現在、各国では指揮系統の効率化や統率強化を図るため、各軍の統合運用が主流となっており、日本も今年度末、陸海空3自衛隊を一元的に指揮する「統合作戦司令部」を新設する。
報告書によると、視察団は、昭和16年12月のマレー作戦を指揮し「マレーの虎」の異名を持つ山下奉文(ともゆき)陸軍中将(当時)を団長とし、同年1~6月に訪欧。ドイツは昭和14年のポーランド侵攻以降、欧州各国を占領し、翌15年にはフランスの首都パリを陥落させていた。一方、12年からの日中戦争などを巡り、日本は米英両国との対立が深まっていた。
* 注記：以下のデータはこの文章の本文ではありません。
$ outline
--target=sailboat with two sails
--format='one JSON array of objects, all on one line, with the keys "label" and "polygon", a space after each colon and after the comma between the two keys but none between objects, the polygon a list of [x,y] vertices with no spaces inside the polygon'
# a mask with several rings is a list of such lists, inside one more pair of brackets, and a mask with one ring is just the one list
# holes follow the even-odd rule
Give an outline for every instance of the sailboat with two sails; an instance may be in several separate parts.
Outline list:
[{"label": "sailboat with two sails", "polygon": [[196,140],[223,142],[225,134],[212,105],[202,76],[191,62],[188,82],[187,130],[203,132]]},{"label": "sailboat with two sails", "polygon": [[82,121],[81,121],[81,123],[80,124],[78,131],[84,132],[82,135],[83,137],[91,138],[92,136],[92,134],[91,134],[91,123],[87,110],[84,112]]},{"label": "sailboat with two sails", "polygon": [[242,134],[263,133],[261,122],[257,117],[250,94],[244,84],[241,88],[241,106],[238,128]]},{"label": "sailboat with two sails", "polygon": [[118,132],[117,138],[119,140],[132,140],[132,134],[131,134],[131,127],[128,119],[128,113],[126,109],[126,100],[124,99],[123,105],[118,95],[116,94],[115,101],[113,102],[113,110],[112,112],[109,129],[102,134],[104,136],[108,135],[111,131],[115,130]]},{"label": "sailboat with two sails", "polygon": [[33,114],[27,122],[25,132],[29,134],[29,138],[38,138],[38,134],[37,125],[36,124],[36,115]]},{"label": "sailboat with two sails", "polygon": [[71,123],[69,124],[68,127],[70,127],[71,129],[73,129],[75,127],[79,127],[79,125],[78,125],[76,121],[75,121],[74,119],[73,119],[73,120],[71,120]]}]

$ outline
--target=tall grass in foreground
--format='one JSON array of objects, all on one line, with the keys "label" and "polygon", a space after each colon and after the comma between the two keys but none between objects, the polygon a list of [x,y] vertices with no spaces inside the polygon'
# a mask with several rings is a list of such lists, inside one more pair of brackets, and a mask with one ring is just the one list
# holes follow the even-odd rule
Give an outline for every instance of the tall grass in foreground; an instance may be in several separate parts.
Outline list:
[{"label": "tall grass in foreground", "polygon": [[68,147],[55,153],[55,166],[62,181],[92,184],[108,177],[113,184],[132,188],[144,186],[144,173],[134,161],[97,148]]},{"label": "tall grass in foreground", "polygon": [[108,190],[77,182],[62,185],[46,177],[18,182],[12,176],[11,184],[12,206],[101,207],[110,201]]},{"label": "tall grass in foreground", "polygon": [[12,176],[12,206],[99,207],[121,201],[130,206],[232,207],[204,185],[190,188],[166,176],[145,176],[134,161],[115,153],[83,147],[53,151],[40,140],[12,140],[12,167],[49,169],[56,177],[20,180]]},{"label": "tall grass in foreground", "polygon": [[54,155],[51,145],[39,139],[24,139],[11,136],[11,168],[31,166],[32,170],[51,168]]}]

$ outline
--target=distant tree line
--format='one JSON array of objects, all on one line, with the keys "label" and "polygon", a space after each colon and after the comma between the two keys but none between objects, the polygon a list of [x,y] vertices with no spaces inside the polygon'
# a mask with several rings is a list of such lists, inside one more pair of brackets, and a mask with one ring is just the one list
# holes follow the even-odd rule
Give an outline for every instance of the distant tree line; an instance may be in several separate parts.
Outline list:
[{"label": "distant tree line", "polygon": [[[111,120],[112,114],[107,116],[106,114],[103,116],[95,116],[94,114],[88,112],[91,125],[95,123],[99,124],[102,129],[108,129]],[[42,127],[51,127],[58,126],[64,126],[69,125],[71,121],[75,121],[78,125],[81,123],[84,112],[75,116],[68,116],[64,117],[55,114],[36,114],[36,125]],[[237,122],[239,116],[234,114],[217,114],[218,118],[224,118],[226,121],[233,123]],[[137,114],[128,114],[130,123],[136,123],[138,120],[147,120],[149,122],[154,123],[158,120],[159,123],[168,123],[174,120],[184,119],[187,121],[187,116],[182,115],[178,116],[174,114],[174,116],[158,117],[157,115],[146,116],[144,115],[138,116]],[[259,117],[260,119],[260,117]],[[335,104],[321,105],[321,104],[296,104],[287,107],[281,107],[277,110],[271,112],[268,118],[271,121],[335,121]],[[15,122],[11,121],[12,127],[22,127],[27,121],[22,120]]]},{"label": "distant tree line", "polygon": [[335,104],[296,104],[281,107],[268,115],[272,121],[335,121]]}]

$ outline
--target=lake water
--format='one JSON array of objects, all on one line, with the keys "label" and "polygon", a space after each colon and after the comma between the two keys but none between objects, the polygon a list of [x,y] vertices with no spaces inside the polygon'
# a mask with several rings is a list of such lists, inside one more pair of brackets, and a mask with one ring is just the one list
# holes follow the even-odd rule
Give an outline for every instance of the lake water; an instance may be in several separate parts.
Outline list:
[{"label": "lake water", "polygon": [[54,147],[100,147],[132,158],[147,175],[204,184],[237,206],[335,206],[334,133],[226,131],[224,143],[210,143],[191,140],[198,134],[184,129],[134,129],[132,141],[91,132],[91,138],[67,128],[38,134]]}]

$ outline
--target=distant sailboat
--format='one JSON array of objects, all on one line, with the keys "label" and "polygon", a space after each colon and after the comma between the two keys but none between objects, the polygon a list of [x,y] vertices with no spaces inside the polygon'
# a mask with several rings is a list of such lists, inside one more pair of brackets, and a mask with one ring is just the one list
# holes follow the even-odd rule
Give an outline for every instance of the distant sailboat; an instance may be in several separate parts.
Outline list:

報告書では、第二次大戦初戦におけるドイツ電撃戦の背景を検証し、近代戦での航空兵力の重要性に着目。日本においても、陸海軍が持つ航空戦力を独立させ、空軍を新設すべきだと唱えた。また「現在、将来の世界情勢に対処するため、反省革新を要すべき時期」だとして、3軍の一元化の重要性を強調した。その上で政府内の軍政組織である「国防省」と、作戦指揮をつかさどる軍令組織としての「国防本部」の設置による国防機構一元化など、日本軍組織の抜本的改革を提言した。
当時は航空機の登場で作戦が複雑化し、視察団は統合運用の必要性を痛感したとみられ、緊迫した情勢に対処する「喫緊かつ不可欠の要素」と訴えている。
しかし16年12月、日本は対米英戦に突入。日本軍は天皇直属の大本営でも陸海軍が個別に作戦を立案するなど両軍の対立が顕在化していたほか、陸軍内部でも路線対立があった。
報告書について、防衛研究所戦史研究センター史料室の松原治吉郎(じきちろう)主任研究官は「視察団の派遣はドイツに学び、国防機構を一元化することが、将来起こり得る戦争に対処するため必要だとの合理的な視点を陸軍が有していたことを表している。しかし、組織の壁や陸海軍の近視眼的態度、そして開戦により、結果として実現しなかった」と分析している。